Re: [rcu] [ INFO: suspicious RCU usage. ]
From: Paul E. McKenney
Date: Wed Feb 04 2015 - 10:56:44 EST
On Wed, Feb 04, 2015 at 04:22:28PM +0100, Krzysztof Kozlowski wrote:
> On Åro, 2015-02-04 at 07:10 -0800, Paul E. McKenney wrote:
> > On Wed, Feb 04, 2015 at 03:16:27PM +0100, Krzysztof Kozlowski wrote:
> > > On Åro, 2015-02-04 at 05:14 -0800, Paul E. McKenney wrote:
> > > > On Wed, Feb 04, 2015 at 01:00:18PM +0000, Russell King - ARM Linux wrote:
> > > > > On Wed, Feb 04, 2015 at 12:39:07PM +0100, Krzysztof Kozlowski wrote:
> > > > > > +Cc some ARM people
> > > > >
> > > > > I wish that people would CC this list with problems seen on ARM. I'm
> > > > > minded to just ignore this message because of this in the hope that by
> > > > > doing so, people will learn something...
> > > > >
> > > > > > > Another thing I could do would be to have an arch-specific Kconfig
> > > > > > > variable that made ARM responsible for informing RCU that the CPU
> > > > > > > was departing, which would allow a call to as follows to be placed
> > > > > > > immediately after the complete():
> > > > > > >
> > > > > > > rcu_cpu_notify(NULL, CPU_DYING_IDLE, (void *)(long)smp_processor_id());
> > > > > > >
> > > > > > > Note: This absolutely requires that the rcu_cpu_notify() -always-
> > > > > > > be allowed to execute!!! This will not work if there is -any- possibility
> > > > > > > of __cpu_die() powering off the outgoing CPU before the call to
> > > > > > > rcu_cpu_notify() returns.
> > > > >
> > > > > Exactly, so that's not going to be possible. The completion at that
> > > > > point marks the point at which power _could_ be removed from the CPU
> > > > > going down.
> > > >
> > > > OK, sounds like a polling loop is required.
> > >
> > > I thought about using wait_on_bit() in __cpu_die() (the waiting thread)

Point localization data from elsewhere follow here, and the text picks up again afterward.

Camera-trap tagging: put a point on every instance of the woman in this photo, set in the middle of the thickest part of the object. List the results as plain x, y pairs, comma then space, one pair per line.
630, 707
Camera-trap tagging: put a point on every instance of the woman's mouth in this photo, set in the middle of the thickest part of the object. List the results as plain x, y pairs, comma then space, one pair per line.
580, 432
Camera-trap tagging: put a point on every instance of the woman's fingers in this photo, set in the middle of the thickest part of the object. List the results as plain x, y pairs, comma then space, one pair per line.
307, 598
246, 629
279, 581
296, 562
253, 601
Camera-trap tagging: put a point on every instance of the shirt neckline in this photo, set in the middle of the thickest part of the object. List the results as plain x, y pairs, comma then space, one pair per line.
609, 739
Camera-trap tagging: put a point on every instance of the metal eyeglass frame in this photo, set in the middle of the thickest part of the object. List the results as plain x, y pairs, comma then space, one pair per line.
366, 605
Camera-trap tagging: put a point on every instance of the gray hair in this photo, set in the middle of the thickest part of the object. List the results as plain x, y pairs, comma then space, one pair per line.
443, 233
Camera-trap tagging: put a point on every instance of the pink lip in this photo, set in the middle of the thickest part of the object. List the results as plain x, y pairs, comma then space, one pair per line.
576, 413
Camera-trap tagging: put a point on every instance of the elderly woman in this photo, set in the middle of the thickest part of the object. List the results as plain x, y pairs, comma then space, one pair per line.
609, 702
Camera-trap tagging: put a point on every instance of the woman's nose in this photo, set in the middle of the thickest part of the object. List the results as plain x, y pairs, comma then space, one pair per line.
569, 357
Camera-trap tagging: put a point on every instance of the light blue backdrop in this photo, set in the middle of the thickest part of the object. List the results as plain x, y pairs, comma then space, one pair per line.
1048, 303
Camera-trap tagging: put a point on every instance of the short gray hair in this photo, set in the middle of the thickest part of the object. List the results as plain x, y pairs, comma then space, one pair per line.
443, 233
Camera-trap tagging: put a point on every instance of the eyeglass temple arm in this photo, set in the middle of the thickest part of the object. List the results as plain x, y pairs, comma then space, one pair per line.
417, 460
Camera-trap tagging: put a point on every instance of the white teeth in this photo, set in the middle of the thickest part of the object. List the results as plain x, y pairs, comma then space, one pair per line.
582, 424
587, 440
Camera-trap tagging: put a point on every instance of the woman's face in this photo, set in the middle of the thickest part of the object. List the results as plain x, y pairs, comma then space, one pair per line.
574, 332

> > > and clearing the bit on CPU being powered down. What do you think about
> > > such idea?
> >
> > Hmmm... It looks to me that wait_on_bit() calls out_of_line_wait_on_bit(),
> > which in turn calls __wait_on_bit(), which calls prepare_to_wait() and
> > finish_wait(). These are in the scheduler, but this is being called from
> > the CPU that remains online, so that should be OK.
> >
> > But what do you invoke on the outgoing CPU? Can you get away with
> > simply clearing the bit, or do you also have to do a wakeup? It looks
> > to me like a wakeup is required, which would be illegal on the outgoing
> > CPU, which is at a point where it cannot legally invoke the scheduler.
> > Or am I missing something?
>
> Actually the timeout versions but I think that doesn't matter.
> The wait_on_bit will busy-loop with testing for the bit. Inside the loop
> it calls the 'action' which in my case will be bit_wait_io_timeout().
> This calls schedule_timeout().
Ah, good point.
> See proof of concept in attachment. One observed issue: hot unplug from
> commandline takes a lot more time. About 7 seconds instead of ~0.5.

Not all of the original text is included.